Pleas in law and main arguments

In support of the action, the applicant relies on seven pleas in law.

1.First plea in law, alleging infringement of the legal provisions governing the language regime of the European institutions. Infringement of the principle of equality. Infringement of Article 27 of the Staff Regulations. Infringement of the obligation to state reasons. The notice of competition, in respect of which the applicant raises a plea of illegality, limited the languages that could be used during the assessment centre tests to English and French. This gave rise to an infringement of the provisions governing the language regime in the European Union which accords the same dignity to each of the 24 official languages. Likewise the principle of the equal treatment of candidates and Article 27 of the Staff Regulations were infringed, since the level of knowledge of languages, differing between all the candidates, influenced their performance and the testing of their competencies. The reasoning adopted for the choice of language regime, essentially based on the interest of the service, is not consistent with the required rules concerning the full statement of reasons.

2.Second plea in law, alleging infringement of the principle of equality, infringement of the notice of competition, infringement of the principle of good administration (corollary the right of defence), infringement of the obligation to state reasons, infringement of the obligation to take into account the well-being of candidates and infringement of the principle that candidates’ legitimate expectations must be observed. On account of technical and organisational problems during the conduct of the tests on the pre-established date, the applicant had to undergo the case study a second time, under conditions different from those guaranteed to the other candidates. This gave rise to the infringement of the aforementioned principles.

3.Third plea in law, alleging manifest error of assessment, infringement of the Staff Regulations, infringement of the notice of competition, infringement of the principle of equality, infringement of the principle of equality in relation to the stability of the Selection Board, misuse of powers and infringement of the principle of proportionality.

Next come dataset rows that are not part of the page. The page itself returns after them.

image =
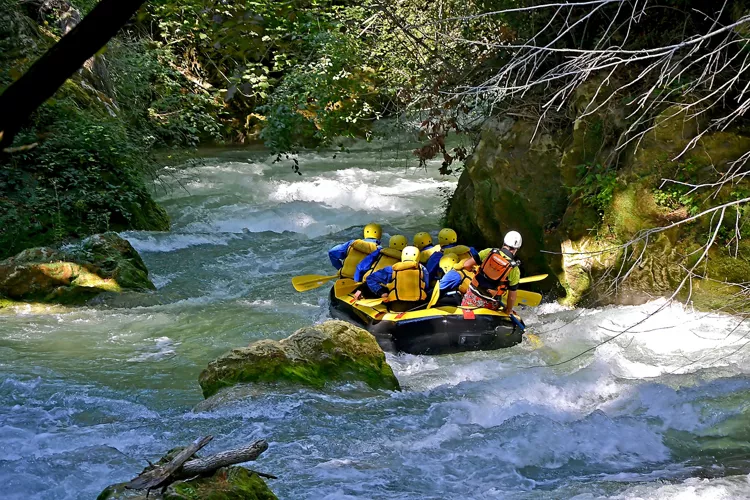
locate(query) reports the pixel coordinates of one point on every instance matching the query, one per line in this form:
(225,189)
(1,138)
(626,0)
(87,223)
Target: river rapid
(88,394)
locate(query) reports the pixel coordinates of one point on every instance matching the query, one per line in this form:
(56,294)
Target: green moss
(313,357)
(234,483)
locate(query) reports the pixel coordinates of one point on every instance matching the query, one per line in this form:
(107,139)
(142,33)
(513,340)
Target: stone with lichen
(101,263)
(312,356)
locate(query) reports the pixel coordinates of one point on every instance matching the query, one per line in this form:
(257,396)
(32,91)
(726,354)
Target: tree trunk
(181,467)
(60,62)
(202,466)
(162,475)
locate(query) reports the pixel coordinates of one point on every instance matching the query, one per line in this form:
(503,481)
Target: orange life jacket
(466,278)
(357,251)
(492,277)
(386,257)
(407,282)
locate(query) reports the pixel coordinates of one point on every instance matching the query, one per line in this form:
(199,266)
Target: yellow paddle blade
(534,340)
(345,286)
(529,299)
(369,302)
(311,281)
(435,295)
(531,279)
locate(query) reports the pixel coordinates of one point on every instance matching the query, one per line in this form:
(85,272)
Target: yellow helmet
(373,231)
(398,242)
(410,254)
(448,262)
(447,236)
(422,239)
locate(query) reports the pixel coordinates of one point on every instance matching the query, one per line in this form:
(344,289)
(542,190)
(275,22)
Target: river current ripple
(88,394)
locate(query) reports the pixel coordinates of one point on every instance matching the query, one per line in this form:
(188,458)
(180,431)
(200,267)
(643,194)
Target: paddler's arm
(476,258)
(337,254)
(365,265)
(513,279)
(450,281)
(377,282)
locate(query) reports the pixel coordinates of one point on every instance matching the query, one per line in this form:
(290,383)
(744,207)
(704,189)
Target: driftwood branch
(202,466)
(161,475)
(181,467)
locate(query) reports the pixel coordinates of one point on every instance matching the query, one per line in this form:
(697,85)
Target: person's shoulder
(484,253)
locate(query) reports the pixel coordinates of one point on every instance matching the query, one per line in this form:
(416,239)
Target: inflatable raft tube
(439,330)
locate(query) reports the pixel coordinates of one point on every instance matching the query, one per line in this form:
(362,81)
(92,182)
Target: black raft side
(432,335)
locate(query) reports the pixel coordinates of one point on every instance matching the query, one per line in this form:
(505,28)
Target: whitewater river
(88,394)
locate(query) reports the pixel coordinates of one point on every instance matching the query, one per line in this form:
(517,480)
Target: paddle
(311,281)
(534,340)
(435,295)
(345,286)
(531,279)
(369,302)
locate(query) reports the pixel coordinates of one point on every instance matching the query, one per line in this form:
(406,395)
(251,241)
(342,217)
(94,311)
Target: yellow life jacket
(386,257)
(461,251)
(466,277)
(407,282)
(492,277)
(357,251)
(424,255)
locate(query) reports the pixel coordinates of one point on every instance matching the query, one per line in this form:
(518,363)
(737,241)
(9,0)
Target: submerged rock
(573,203)
(100,263)
(311,356)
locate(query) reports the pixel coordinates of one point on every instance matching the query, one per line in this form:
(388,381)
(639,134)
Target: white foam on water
(145,242)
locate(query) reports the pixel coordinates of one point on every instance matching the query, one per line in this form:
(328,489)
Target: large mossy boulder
(100,263)
(334,351)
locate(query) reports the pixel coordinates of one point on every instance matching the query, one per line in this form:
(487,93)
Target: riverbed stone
(229,483)
(101,263)
(334,351)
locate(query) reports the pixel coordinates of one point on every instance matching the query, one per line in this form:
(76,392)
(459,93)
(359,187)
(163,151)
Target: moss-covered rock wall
(578,200)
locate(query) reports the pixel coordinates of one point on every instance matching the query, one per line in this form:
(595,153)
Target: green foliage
(83,171)
(290,60)
(86,177)
(159,98)
(596,186)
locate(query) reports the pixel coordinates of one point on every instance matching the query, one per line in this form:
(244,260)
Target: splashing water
(87,394)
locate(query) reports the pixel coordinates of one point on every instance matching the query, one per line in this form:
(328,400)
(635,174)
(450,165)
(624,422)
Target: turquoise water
(88,394)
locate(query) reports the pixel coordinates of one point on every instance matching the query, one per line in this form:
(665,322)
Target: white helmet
(513,239)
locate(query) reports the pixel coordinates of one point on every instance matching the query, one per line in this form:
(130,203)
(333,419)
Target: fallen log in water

The assignment of the correction of scripts to external assessors and the sub-division into panels at the time of conducting the oral tests entailed the infringement of the aforementioned principles, essentially because of the failure to carry out beforehand checks of the external assessors’ competence and their level of knowledge of English and French.

4.Fourth plea in law, alleging manifest error of assessment, infringement of the competition notice, infringement of the principle of equality also in relation to the breach of own requirements, and infringement of the principle of good administration, in relation to admission to the assessment centre of candidates who had not passed the MCQ tests and their inclusion in the comparative assessment of merits. Even candidates who had not passed the MCQ tests were admitted to the assessment centre tests, thereby infringing the aforementioned principles and rules.

5.Fifth plea in law, alleging breach of own requirements and consequent infringement of the principle of equality and infringement of the principle of good administration, inasmuch as the tests did not ensure that the candidates’ ability to communicate orally was adequately assessed.

6.Sixth plea in law, alleging manifest error of assessment, infringement of the obligation to state reasons, infringement of the Staff Regulations, infringement of the principle of equality, infringement of the competition notice, and misuse of powers in relation to the field-related interview and the competency-based interview, on account of the considerable fluctuations in the composition of Selection Board that examined the candidates and the failure to comply with the obligation to abstain on the part of members of that board, including the Vice Chairperson thereof.

7.Seventh plea in law, alleging infringement of Article 27 of the Staff Regulations, through the introduction of a staff-selection system based on quotas, not on the assessment of a candidate’s competencies. It is apparent from a document published on the website of the European Anti-Fraud Office (OLAF) that quotas on the reserve list had to be set aside for candidates destined for other institutions.